Decentralized Exchange Aggregators

Decentralized exchanges use a number of different protocols and mechanisms. Although this dynamic results in higher security and autonomy, it also results in disjointed liquidity across platforms. This lack of liquidity can be a deterrent for institutional investors or wealthy independent traders who want to purchase a select crypto asset in large volumes. To address this, DEX aggregators have developed tools to deepen asset liquidity pools across centralized and decentralized crypto exchanges.

  • 1inch Exchange: The 1inch platform aggregates liquidity from different DEXs to minimize slippage on large orders. Slippage occurs when there is insufficient liquidity on one platform, resulting in a buyer paying more to buy an asset than was expected. By eliminating slippage, capital is made available to a trader for the best price possible.

  • DeversiFi: The DiversiFi protocol aggregates liquidity across both centralized and decentralized exchanges to provide increased liquidity. DeversiFi also uses StarkWare’s batching technology to settle 9,000+ trades per second via user interface or API.
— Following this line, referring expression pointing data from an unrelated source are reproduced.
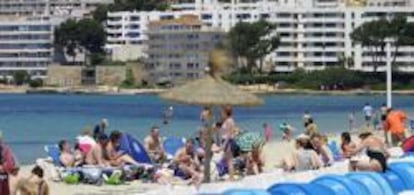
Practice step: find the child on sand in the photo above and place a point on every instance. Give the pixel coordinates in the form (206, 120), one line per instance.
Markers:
(287, 131)
(267, 132)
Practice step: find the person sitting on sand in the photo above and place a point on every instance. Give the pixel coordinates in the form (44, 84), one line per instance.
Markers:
(67, 158)
(187, 163)
(304, 158)
(255, 160)
(320, 146)
(375, 149)
(153, 146)
(227, 133)
(311, 128)
(34, 184)
(100, 128)
(113, 156)
(347, 145)
(95, 155)
(85, 141)
(205, 115)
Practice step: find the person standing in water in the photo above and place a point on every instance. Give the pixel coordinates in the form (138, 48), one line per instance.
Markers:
(267, 132)
(7, 166)
(351, 120)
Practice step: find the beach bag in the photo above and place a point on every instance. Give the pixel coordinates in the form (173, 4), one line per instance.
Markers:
(92, 176)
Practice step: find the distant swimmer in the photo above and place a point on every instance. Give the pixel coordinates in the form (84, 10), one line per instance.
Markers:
(167, 115)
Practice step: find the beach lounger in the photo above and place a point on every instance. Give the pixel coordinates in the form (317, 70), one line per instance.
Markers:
(54, 154)
(171, 145)
(335, 150)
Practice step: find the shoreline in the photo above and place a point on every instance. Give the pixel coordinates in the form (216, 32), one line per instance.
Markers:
(259, 90)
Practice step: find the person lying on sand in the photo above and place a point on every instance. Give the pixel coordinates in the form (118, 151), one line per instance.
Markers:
(67, 158)
(347, 145)
(34, 184)
(112, 156)
(375, 150)
(187, 163)
(95, 155)
(255, 160)
(153, 146)
(321, 148)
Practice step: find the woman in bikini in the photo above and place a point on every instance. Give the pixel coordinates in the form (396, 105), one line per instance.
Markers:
(375, 149)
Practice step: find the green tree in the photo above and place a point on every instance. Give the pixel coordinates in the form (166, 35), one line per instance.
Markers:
(21, 77)
(252, 42)
(373, 35)
(67, 37)
(100, 13)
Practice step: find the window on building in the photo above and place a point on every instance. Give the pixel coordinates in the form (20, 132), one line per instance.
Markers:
(134, 18)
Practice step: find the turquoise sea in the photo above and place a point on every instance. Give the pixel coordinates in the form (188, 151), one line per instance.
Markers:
(29, 122)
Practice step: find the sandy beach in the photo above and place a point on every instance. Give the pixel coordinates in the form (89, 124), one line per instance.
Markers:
(274, 151)
(257, 89)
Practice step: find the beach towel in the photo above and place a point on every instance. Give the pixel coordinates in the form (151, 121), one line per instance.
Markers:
(53, 153)
(171, 145)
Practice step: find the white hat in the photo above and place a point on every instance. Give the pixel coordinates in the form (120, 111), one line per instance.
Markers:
(303, 136)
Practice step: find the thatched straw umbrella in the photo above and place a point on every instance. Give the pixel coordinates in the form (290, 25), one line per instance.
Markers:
(211, 91)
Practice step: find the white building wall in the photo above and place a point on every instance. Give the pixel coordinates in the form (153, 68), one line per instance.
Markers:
(313, 33)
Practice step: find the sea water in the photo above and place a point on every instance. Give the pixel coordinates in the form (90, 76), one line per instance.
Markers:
(29, 122)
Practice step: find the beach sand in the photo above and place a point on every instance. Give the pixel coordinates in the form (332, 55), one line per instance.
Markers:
(274, 151)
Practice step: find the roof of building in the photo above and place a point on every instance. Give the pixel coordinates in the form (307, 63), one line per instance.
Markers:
(188, 20)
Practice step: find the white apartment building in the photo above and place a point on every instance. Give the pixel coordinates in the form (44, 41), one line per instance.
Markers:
(314, 33)
(25, 44)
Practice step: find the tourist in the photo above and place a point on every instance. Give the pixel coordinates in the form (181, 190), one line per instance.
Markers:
(376, 121)
(188, 166)
(100, 128)
(255, 160)
(95, 155)
(286, 130)
(304, 157)
(66, 158)
(153, 145)
(368, 111)
(114, 157)
(321, 148)
(351, 121)
(267, 132)
(375, 150)
(227, 133)
(7, 166)
(34, 184)
(311, 128)
(384, 111)
(306, 116)
(395, 125)
(347, 145)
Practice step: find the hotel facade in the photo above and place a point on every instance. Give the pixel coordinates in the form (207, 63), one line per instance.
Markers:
(314, 34)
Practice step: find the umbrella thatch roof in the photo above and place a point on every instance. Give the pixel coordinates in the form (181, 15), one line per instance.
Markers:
(211, 91)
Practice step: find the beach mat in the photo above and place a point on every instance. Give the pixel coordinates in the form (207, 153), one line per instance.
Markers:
(134, 148)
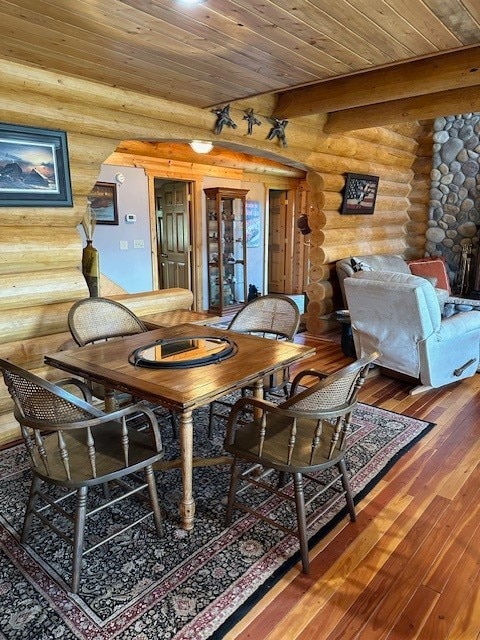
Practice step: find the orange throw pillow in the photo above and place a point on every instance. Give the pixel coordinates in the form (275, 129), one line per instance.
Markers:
(432, 267)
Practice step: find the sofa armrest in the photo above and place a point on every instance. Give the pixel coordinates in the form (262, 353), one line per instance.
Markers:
(459, 324)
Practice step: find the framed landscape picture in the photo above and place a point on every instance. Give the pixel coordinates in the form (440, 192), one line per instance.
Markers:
(34, 168)
(103, 202)
(360, 193)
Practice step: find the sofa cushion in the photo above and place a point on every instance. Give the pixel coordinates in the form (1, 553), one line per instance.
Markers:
(357, 265)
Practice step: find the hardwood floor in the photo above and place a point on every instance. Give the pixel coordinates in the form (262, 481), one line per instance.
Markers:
(410, 566)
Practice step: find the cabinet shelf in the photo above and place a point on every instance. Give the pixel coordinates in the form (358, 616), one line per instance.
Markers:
(226, 249)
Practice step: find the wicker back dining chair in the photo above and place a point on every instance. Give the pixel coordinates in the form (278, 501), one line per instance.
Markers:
(274, 316)
(93, 320)
(71, 444)
(305, 437)
(97, 319)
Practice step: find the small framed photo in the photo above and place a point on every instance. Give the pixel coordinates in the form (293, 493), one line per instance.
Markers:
(360, 193)
(34, 167)
(103, 202)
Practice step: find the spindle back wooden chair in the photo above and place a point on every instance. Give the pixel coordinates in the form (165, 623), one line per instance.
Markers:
(273, 316)
(74, 445)
(100, 319)
(303, 437)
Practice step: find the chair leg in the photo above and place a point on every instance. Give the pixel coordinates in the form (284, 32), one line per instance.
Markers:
(342, 467)
(152, 490)
(232, 492)
(211, 418)
(79, 531)
(32, 500)
(173, 420)
(301, 521)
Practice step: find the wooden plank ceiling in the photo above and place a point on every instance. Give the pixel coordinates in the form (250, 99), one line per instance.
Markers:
(360, 61)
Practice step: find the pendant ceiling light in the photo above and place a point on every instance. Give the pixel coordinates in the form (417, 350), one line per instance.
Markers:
(199, 146)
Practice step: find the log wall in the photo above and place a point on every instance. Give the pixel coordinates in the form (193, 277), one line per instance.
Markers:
(40, 248)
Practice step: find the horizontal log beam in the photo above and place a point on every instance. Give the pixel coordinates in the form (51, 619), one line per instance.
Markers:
(432, 105)
(452, 70)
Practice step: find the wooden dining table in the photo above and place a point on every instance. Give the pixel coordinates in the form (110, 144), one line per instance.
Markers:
(182, 389)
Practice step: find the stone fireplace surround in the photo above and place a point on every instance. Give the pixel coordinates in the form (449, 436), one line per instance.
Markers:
(454, 213)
Decentralized Exchange Evolution

Although centralized exchanges account for the vast majority of market activity, since they offer security, regulatory oversight, and oftentimes insurance, the growth of DeFi has created room for the development of decentralized crypto exchange protocols and aggregation tools. Platforms like Uniswap, Curve, and Balancer display the potential for simple, user-friendly platforms that rely on liquidity protocols rather than order books. As the DEX market matures, the proliferation of new protocols and supporting mechanisms will likely only accelerate.